Syncing to Unity Catalog
This document walks through the steps to register an Apache XTable™ (Incubating) synced Delta table in Unity Catalog on Databricks and open-source Unity Catalog.
Pre-requisites (for Databricks Unity Catalog)
- Source table(s) (Hudi/Iceberg) already written to external storage locations like S3/GCS/ADLS. If you don't have a source table written in S3/GCS/ADLS, you can follow the steps in this tutorial to set it up.
- Setup connection to external storage locations from Databricks.
- Create a Unity Catalog metastore in Databricks as outlined here.
- Create an external location in Databricks as outlined here.
- Clone the Apache XTable™ (Incubating) repository and create the
xtable-utilities_2.12-0.2.0-SNAPSHOT-bundled.jar
by following the steps on the Installation page
Pre-requisites (for open-source Unity Catalog)
- Source table(s) (Hudi/Iceberg) already written to external storage locations like S3/GCS/ADLS or local. In this guide, we will use the local file system. But for S3/GCS/ADLS, you must add additional properties related to the respective cloud object storage system you're working with as mentioned here
- Clone the Unity Catalog repository from here and build the project by following the steps outlined here
Steps
Running sync
Create my_config.yaml
in the cloned Apache XTable™ (Incubating) directory.
sourceFormat: HUDI|ICEBERG # choose only one
targetFormats:
- DELTA
datasets:
-
tableBasePath: s3://path/to/source/data
tableName: table_name
partitionSpec: partitionpath:VALUE # you only need to specify partitionSpec for HUDI sourceFormat
- Replace
s3://path/to/source/data
togs://path/to/source/data
if you have your source table in GCS andabfss://<container-name>@<storage-account-name>.dfs.core.windows.net/<path-to-data>
if you have your source table in ADLS. - And replace with appropriate values for
sourceFormat
, andtableName
fields.
From your terminal under the cloned Apache XTable™ (Incubating) directory, run the sync process using the below command.
java -jar xtable-utilities/target/xtable-utilities_2.12-0.2.0-SNAPSHOT-bundled.jar --datasetConfig my_config.yaml
At this point, if you check your bucket path, you will be able to see _delta_log
directory with
00000000000000000000.json which contains the logs that helps query engines to interpret the source table as a Delta table.

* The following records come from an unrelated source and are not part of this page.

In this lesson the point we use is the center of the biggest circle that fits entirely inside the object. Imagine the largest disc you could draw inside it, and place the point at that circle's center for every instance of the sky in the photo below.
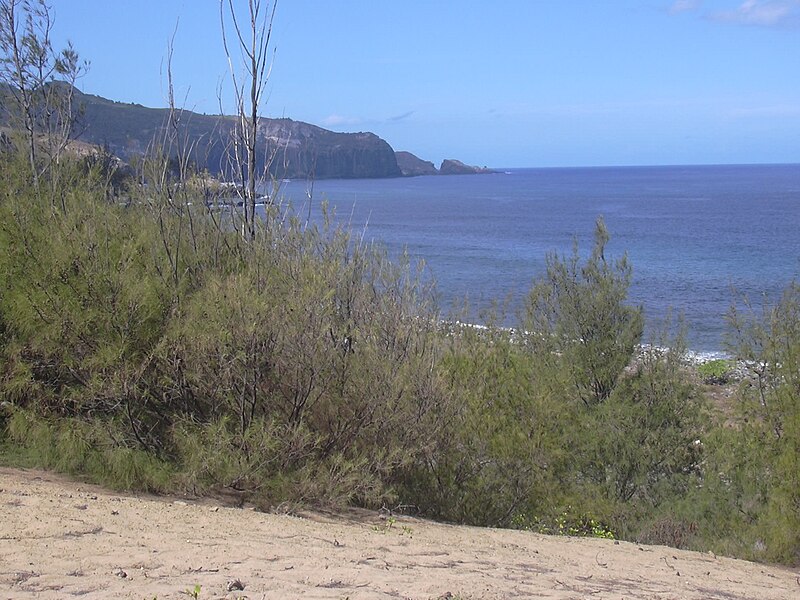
(507, 83)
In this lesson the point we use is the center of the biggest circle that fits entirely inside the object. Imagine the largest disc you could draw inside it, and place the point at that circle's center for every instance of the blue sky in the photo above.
(509, 83)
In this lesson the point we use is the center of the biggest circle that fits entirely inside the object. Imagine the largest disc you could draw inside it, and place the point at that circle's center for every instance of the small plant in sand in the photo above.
(715, 371)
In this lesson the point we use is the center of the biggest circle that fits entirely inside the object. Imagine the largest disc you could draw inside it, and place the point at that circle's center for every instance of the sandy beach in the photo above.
(62, 539)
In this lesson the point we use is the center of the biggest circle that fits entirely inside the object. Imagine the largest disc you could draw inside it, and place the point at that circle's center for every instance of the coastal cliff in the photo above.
(297, 149)
(412, 166)
(456, 167)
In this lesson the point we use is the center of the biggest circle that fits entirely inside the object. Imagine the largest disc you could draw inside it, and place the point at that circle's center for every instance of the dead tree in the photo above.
(253, 40)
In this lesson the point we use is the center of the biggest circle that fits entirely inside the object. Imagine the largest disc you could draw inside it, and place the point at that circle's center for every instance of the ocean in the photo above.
(698, 237)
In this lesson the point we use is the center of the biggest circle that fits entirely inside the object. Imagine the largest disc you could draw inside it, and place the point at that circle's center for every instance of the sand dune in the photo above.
(61, 539)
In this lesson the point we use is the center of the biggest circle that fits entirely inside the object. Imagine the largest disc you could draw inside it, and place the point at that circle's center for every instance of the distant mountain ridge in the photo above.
(297, 150)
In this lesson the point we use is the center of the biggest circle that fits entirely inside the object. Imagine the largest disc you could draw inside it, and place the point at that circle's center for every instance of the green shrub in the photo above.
(715, 371)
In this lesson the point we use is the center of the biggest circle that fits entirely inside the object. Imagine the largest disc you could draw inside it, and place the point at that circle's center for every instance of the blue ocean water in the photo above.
(698, 237)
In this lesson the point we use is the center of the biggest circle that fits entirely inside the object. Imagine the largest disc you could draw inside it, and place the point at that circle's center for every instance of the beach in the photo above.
(62, 539)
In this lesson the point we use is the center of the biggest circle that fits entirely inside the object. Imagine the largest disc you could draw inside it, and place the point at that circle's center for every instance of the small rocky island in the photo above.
(412, 166)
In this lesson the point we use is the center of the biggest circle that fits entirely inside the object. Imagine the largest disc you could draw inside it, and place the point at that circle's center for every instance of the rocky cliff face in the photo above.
(303, 150)
(411, 166)
(296, 149)
(456, 167)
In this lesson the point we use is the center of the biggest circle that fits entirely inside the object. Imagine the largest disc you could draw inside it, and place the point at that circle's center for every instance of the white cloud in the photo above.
(680, 6)
(765, 13)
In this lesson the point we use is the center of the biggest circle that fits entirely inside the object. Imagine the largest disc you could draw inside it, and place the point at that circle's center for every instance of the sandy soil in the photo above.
(61, 539)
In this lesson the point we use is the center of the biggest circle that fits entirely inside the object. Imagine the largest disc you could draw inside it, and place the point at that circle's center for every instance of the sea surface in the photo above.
(698, 237)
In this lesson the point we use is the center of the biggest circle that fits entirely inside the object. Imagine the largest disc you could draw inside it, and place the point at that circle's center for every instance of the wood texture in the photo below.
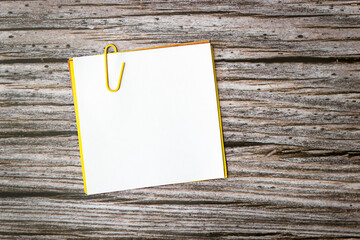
(289, 85)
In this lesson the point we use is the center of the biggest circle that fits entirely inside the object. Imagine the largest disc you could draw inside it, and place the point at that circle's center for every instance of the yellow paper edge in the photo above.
(173, 45)
(72, 77)
(219, 113)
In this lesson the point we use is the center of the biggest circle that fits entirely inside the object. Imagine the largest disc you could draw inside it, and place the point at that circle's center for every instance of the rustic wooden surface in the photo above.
(289, 84)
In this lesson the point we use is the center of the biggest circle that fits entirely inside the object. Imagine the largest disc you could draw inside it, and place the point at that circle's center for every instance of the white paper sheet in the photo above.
(161, 127)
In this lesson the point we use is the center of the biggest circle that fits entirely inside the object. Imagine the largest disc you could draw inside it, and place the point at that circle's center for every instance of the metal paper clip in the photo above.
(106, 69)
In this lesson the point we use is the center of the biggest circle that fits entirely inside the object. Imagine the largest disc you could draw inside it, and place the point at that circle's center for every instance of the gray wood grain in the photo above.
(289, 85)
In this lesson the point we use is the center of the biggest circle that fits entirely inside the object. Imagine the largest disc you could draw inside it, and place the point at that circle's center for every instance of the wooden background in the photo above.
(289, 84)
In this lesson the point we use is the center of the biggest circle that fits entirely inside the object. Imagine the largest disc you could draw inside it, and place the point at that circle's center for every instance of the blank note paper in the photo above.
(162, 126)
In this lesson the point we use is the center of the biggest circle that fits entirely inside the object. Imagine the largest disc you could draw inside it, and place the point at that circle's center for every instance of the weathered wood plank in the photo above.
(289, 84)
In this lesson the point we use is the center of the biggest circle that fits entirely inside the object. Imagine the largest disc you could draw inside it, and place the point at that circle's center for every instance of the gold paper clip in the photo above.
(106, 70)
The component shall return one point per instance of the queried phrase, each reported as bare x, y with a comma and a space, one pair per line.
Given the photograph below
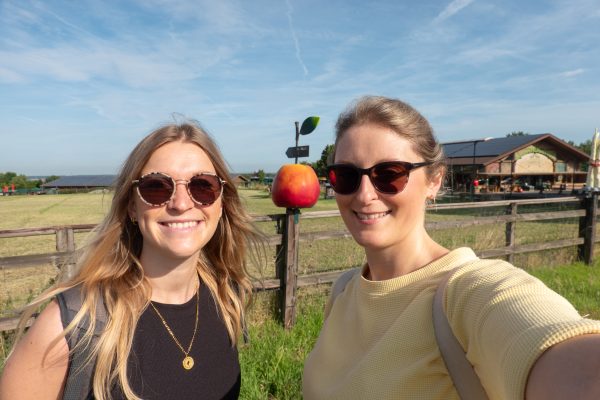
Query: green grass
578, 283
273, 360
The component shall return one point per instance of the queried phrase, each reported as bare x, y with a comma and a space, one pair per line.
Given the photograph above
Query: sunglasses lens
205, 189
344, 178
155, 189
390, 178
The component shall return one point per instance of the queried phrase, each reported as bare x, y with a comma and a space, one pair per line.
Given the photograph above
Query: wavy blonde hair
109, 269
400, 117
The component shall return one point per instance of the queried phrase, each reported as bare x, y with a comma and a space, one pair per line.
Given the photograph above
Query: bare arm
37, 370
568, 370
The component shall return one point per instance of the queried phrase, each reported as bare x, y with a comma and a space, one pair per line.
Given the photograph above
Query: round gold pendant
188, 362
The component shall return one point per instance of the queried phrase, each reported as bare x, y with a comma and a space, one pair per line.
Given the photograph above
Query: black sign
296, 152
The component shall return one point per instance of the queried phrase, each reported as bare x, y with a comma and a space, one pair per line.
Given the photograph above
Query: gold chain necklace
188, 361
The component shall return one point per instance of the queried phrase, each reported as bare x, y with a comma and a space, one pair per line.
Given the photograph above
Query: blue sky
81, 82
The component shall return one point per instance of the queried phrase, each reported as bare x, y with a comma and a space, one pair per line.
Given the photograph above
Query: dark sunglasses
157, 188
388, 177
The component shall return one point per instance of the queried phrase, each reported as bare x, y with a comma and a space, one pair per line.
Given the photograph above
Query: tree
517, 133
320, 165
586, 146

Register the target table in Databricks Unity Catalog
(After making sure you complete the pre-requisites mentioned for Databricks Unity Catalog above) In your Databricks workspace, under SQL editor, run the following queries.
CREATE CATALOG xtable;
CREATE SCHEMA xtable.synced_delta_schema;
CREATE TABLE xtable.synced_delta_schema.<table_name>
USING DELTA
LOCATION 's3://path/to/source/data';
Replace s3://path/to/source/data
to gs://path/to/source/data
if you have your source table in GCS
and abfss://<container-name>@<storage-account-name>.dfs.core.windows.net/<path-to-data>
if you have your source table in ADLS.
Validating the results
You can now see the created delta table in Unity Catalog under Catalog as <table_name>
under
synced_delta_schema
and also query the table in the SQL editor:
SELECT * FROM xtable.synced_delta_schema.<table_name>;
Register the target table in open-source Unity Catalog using the CLI
(After making sure you complete the pre-requisites mentioned for open-source Unity Catalog above) In your terminal start the UC server by following the steps outlined here
In a different terminal, run the following commands to register the target table in Unity Catalog.
bin/uc table create --full_name unity.default.people --columns "id INT, name STRING, age INT, city STRING, create_ts STRING" --storage_location /tmp/delta-dataset/people
Validating the results
You can now read the table registered in Unity Catalog using the below command.
bin/uc table read --full_name unity.default.people
Conclusion
In this guide we saw how to,
- sync a source table to create metadata for the desired target table formats using Apache XTable™ (Incubating)
- catalog the data in Delta format in Unity Catalog on Databricks, and also open-source Unity Catalog
- query the Delta table using Databricks SQL editor, and open-source Unity Catalog CLI.